We’ve just heard from his studio that the artist, who had a show with Gagosian Gallery earlier this year, is busy working on a specially designed float called Polski Western, which is also the name of his studio in Greenpoint, Brooklyn, an area that attracted the Polish-born Mr. Uklanski five years ago — he moved his studio from Manhattan — because it is home to many Poles. The float will feature a ten-foot high sculpture of a Polish Eagle made out of balloons modeled after Stanislav Szukalski’s Eagle Monument from 1929. (The parade itself commemorates Kazimierz Pulaski, a Polish-born hero of the American Revolutionary War. )
Mr. Uklanski, who we’ve heard will be driving the float himself, is no stranger to ambitious, provocative artworks based on history and national identity. In 2005 he made a feature-length spaghetti Western, “Summer Love: The First Polish Western.”

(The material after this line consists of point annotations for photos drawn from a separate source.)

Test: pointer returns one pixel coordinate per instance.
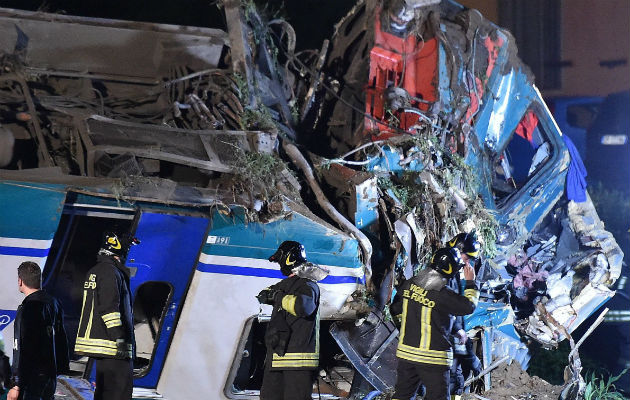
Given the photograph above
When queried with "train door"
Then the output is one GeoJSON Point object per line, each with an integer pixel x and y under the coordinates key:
{"type": "Point", "coordinates": [161, 266]}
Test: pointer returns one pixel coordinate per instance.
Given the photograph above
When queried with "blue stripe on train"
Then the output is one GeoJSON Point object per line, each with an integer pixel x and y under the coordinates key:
{"type": "Point", "coordinates": [23, 251]}
{"type": "Point", "coordinates": [268, 273]}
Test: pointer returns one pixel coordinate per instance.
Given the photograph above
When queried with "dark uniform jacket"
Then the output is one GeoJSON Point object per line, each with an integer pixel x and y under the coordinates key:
{"type": "Point", "coordinates": [426, 306]}
{"type": "Point", "coordinates": [293, 332]}
{"type": "Point", "coordinates": [106, 311]}
{"type": "Point", "coordinates": [40, 346]}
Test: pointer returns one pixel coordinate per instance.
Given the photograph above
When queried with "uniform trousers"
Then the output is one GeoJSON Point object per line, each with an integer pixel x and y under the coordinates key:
{"type": "Point", "coordinates": [114, 379]}
{"type": "Point", "coordinates": [286, 384]}
{"type": "Point", "coordinates": [411, 375]}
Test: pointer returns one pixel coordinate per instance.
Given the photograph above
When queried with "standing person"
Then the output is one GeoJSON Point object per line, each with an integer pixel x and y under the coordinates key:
{"type": "Point", "coordinates": [292, 337]}
{"type": "Point", "coordinates": [40, 346]}
{"type": "Point", "coordinates": [425, 307]}
{"type": "Point", "coordinates": [465, 360]}
{"type": "Point", "coordinates": [105, 331]}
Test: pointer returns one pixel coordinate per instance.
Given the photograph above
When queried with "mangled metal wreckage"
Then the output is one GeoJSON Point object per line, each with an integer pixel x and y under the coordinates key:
{"type": "Point", "coordinates": [416, 121]}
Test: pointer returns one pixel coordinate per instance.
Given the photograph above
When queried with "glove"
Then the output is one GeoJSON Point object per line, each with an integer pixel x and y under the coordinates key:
{"type": "Point", "coordinates": [122, 349]}
{"type": "Point", "coordinates": [269, 296]}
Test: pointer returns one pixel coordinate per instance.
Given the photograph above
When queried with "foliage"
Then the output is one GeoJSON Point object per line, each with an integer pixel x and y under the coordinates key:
{"type": "Point", "coordinates": [258, 172]}
{"type": "Point", "coordinates": [600, 388]}
{"type": "Point", "coordinates": [549, 364]}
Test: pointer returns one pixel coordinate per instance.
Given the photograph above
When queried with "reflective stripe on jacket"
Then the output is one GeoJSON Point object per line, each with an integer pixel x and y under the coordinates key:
{"type": "Point", "coordinates": [299, 309]}
{"type": "Point", "coordinates": [426, 321]}
{"type": "Point", "coordinates": [106, 311]}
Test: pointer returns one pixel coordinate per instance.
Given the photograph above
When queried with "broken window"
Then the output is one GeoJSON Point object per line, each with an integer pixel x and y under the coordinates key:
{"type": "Point", "coordinates": [72, 254]}
{"type": "Point", "coordinates": [149, 306]}
{"type": "Point", "coordinates": [525, 154]}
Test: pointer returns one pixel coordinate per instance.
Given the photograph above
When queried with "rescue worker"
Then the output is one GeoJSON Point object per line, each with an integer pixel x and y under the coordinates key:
{"type": "Point", "coordinates": [292, 337]}
{"type": "Point", "coordinates": [105, 331]}
{"type": "Point", "coordinates": [425, 307]}
{"type": "Point", "coordinates": [40, 346]}
{"type": "Point", "coordinates": [465, 360]}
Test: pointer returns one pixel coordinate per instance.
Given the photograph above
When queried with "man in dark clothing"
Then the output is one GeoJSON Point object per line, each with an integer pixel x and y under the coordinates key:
{"type": "Point", "coordinates": [425, 307]}
{"type": "Point", "coordinates": [292, 337]}
{"type": "Point", "coordinates": [106, 326]}
{"type": "Point", "coordinates": [40, 346]}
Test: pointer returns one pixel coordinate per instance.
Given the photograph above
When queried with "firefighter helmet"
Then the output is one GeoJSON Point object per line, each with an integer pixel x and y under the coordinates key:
{"type": "Point", "coordinates": [289, 255]}
{"type": "Point", "coordinates": [467, 243]}
{"type": "Point", "coordinates": [114, 244]}
{"type": "Point", "coordinates": [447, 261]}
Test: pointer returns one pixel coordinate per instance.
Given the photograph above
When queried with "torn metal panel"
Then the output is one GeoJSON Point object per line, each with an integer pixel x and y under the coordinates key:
{"type": "Point", "coordinates": [370, 346]}
{"type": "Point", "coordinates": [144, 51]}
{"type": "Point", "coordinates": [207, 150]}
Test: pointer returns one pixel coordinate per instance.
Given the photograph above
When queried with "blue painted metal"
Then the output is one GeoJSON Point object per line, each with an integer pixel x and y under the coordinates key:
{"type": "Point", "coordinates": [372, 395]}
{"type": "Point", "coordinates": [489, 315]}
{"type": "Point", "coordinates": [269, 273]}
{"type": "Point", "coordinates": [29, 211]}
{"type": "Point", "coordinates": [366, 205]}
{"type": "Point", "coordinates": [323, 244]}
{"type": "Point", "coordinates": [168, 252]}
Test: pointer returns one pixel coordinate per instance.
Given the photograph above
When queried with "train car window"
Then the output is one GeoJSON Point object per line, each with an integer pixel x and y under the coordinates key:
{"type": "Point", "coordinates": [149, 306]}
{"type": "Point", "coordinates": [525, 154]}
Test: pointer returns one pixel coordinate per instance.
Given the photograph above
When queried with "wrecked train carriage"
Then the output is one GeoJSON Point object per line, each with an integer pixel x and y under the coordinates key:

Of his float, he said in a statement: “I do believe that this cacophony of self-made, festive decorations speak more about the death of the nationalist symbols than they communicate the vitality of this type of identity politics. Such public, nationalist pageantry as the Pułaski Day Parade seems foreign to non-immigrant Poles (who are visiting New York); this strangeness attracts me as a possible vehicle to critically examine both Polish and American cultures.”
On Saturday, Mr. Uklanski’s “possible vehicle” becomes a real one. And who knows? It may just attract the art world to the Pulaski Day Parade.